Service revenues include maintenance contracts that are recognized over time based on the contract term and repair services which are recognized as services are delivered. The Company recognized $1,988 and $2,062 of service revenue during the three months ended March 31, 2024, and 2023, respectively.

 

During the three months ended March 31, 2024, the Company recognized approximately $2,370 of revenue that was classified as deferred revenue as of December 31, 2023, as compared to $2,632 of revenue recognized during the three months ended March 31, 2023, that was classified as deferred revenue as of December 31, 2022, resulting primarily from the progress made on the various active contracts during the respective reporting periods.

 

The Company manages its accounts receivable credit risk by performing credit evaluations and monitoring amounts due from the Company’s customers.
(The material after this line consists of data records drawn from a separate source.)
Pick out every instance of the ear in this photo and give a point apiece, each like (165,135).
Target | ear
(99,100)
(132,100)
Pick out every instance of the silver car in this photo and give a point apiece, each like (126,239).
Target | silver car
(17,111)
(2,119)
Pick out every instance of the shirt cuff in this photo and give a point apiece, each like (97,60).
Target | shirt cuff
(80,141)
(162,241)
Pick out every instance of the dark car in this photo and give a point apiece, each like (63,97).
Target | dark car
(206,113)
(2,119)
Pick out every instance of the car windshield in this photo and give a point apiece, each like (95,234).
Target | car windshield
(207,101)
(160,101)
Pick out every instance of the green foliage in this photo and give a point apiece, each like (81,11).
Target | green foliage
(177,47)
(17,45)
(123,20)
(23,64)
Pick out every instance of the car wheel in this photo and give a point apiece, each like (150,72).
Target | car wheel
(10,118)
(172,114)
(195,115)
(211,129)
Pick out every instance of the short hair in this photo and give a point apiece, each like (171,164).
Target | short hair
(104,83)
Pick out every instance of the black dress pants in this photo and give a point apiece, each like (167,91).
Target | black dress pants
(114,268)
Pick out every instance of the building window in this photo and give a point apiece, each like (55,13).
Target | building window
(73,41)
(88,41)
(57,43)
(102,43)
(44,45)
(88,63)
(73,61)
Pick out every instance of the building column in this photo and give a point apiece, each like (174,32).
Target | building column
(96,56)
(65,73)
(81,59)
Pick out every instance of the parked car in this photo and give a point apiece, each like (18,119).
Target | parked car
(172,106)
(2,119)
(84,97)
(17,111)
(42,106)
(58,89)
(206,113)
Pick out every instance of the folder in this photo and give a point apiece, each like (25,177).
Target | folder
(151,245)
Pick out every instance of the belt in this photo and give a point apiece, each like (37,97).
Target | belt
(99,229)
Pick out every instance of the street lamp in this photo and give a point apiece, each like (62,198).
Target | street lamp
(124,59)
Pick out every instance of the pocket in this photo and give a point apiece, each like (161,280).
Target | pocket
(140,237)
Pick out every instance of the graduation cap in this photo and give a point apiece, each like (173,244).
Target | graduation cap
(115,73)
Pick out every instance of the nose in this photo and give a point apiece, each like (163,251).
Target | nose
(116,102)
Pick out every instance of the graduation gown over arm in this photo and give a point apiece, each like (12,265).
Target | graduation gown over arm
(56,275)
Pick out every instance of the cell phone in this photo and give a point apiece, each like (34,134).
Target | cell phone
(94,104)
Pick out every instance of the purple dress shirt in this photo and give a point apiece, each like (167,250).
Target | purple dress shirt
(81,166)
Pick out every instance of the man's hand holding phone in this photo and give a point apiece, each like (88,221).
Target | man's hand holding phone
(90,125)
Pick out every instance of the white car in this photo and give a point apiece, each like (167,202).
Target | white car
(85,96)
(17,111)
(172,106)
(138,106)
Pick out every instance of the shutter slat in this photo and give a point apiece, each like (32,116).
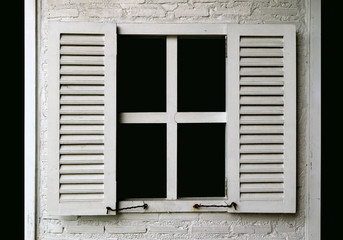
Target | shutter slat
(78,90)
(261,71)
(81,60)
(261,129)
(261,139)
(81,197)
(82,70)
(261,100)
(85,100)
(261,168)
(84,80)
(264,177)
(89,110)
(262,81)
(262,196)
(261,148)
(82,39)
(261,52)
(261,110)
(261,119)
(261,42)
(82,50)
(82,169)
(82,119)
(82,178)
(81,149)
(82,159)
(82,139)
(82,129)
(82,188)
(261,90)
(82,103)
(261,187)
(262,158)
(260,62)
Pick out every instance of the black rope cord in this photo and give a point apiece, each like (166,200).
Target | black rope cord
(145,206)
(233,204)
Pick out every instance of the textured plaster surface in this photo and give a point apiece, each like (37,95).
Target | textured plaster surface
(177,225)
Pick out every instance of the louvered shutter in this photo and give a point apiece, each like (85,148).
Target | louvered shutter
(82,118)
(261,110)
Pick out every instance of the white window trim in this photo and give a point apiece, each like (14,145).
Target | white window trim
(313,209)
(30,120)
(171,117)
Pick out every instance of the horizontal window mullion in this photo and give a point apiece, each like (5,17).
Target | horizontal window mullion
(201,117)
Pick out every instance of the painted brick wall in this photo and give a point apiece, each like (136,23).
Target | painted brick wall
(182,225)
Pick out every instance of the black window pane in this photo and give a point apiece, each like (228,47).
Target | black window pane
(141,161)
(201,160)
(141,73)
(201,74)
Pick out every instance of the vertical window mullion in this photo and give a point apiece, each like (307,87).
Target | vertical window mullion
(171,123)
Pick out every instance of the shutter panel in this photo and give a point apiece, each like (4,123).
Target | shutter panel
(82,118)
(261,106)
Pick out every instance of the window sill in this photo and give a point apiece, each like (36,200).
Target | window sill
(180,205)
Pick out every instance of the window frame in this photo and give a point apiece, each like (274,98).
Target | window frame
(171,203)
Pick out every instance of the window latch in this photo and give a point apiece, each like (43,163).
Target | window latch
(145,206)
(233,204)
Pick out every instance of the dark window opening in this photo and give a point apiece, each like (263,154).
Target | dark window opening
(201,74)
(141,161)
(201,160)
(141,73)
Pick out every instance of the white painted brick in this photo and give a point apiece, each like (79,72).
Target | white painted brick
(125,229)
(148,12)
(258,229)
(64,13)
(279,11)
(138,216)
(110,12)
(240,10)
(85,229)
(179,216)
(52,228)
(285,228)
(167,229)
(166,1)
(169,7)
(210,1)
(263,229)
(267,238)
(126,1)
(85,1)
(68,218)
(185,12)
(218,217)
(243,229)
(252,0)
(210,229)
(57,2)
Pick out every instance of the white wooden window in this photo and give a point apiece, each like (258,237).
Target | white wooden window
(259,116)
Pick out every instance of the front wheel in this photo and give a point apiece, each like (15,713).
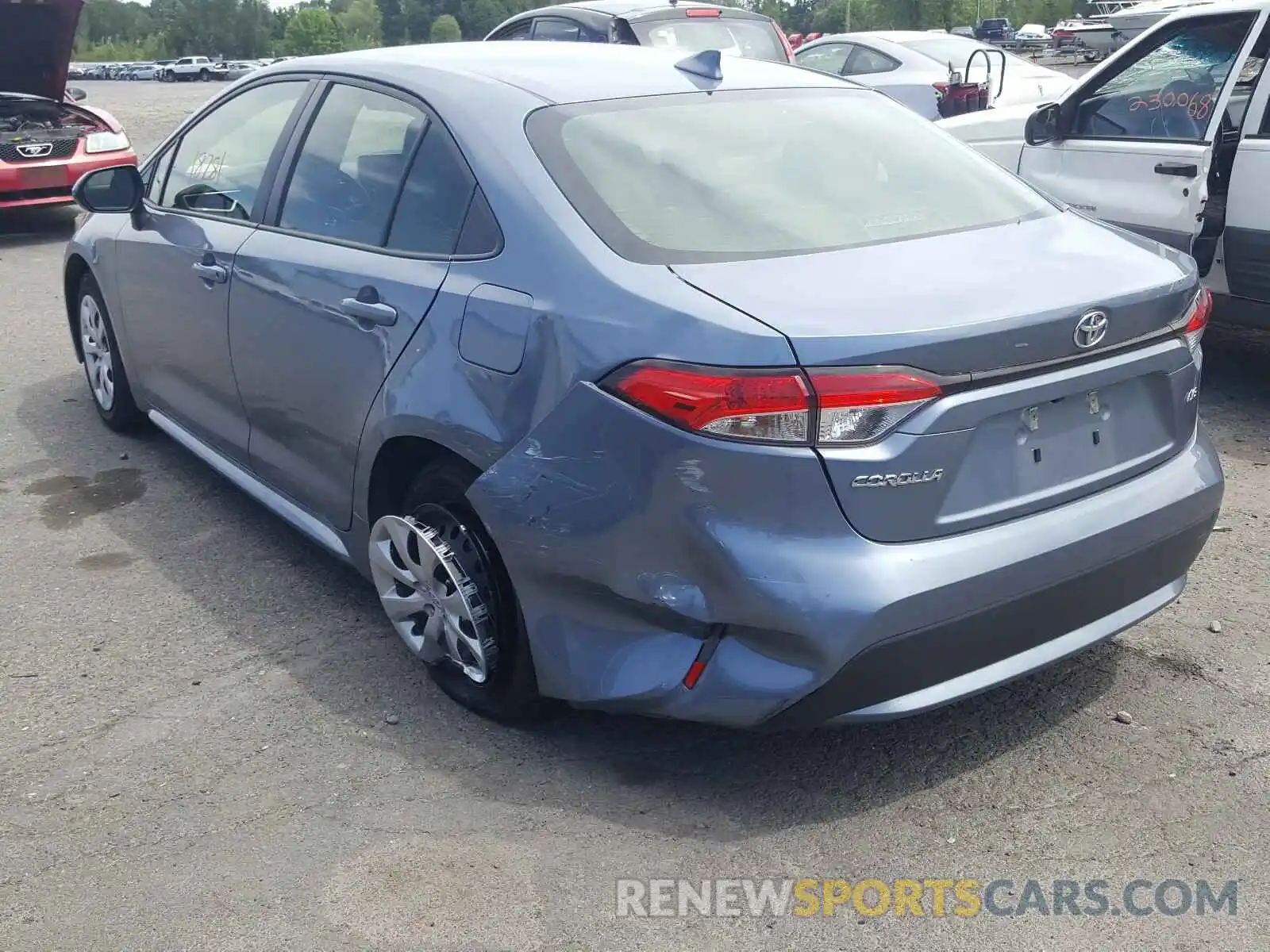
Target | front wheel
(103,365)
(448,596)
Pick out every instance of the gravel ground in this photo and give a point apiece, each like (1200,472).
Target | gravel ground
(194,750)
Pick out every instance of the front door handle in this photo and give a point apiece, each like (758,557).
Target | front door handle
(216,273)
(368,308)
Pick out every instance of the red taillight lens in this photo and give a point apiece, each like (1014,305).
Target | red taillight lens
(1198,317)
(772,406)
(850,405)
(859,406)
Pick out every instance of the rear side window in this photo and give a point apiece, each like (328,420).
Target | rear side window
(683,178)
(435,200)
(349,168)
(867,61)
(556,29)
(518,31)
(753,40)
(221,159)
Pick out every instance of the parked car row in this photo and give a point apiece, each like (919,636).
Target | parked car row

The Company had certain customers whose revenue individually represented 10% or more of the Company’s total revenue, or whose accounts receivable balances individually represented 10% or more of the Company’s total accounts receivable.

 

As of March 31, 2024, one customer represented approximately 10% of the Company’s accounts receivable. As of December 31, 2023, one customer represented approximately 23% of the Company’s accounts receivable.

 

For the three months ended March 31, 2024, two customers represented approximately 27% and 12% of the Company’s revenue. For the three months ended March 31, 2023, two customers represented approximately 54% and 14% of the Company’s revenue.

 

Return of a product requires that the buyer obtain permission in writing from the Company. When the buyer requests authorization to return material for reasons of their own, the buyer will be charged for placing the returned goods in saleable condition, restocking charges and for any outgoing and incoming transportation paid by the Company. The Company warrants title to the products, and warrants the products on date of shipment to the buyer, to be of the kind and quality described in the contract, merchantable, and free of defects in workmanship and material. Returns and warranties during the three and nine months ended March 31, 2024, and 2023 were insignificant.

 

 

The following table presents our revenues disaggregated by revenue discipline:

 

   2024   2023 (Restated) 
   Three Months Ended 
   March 31, 
   2024   2023 (As Restated) 
Products  $6,602   $7,493 
Services   1,988    2,062 
Total revenue  $8,590   $9,555 

 

See “Note 9 - Business Segment and Geographic Information”.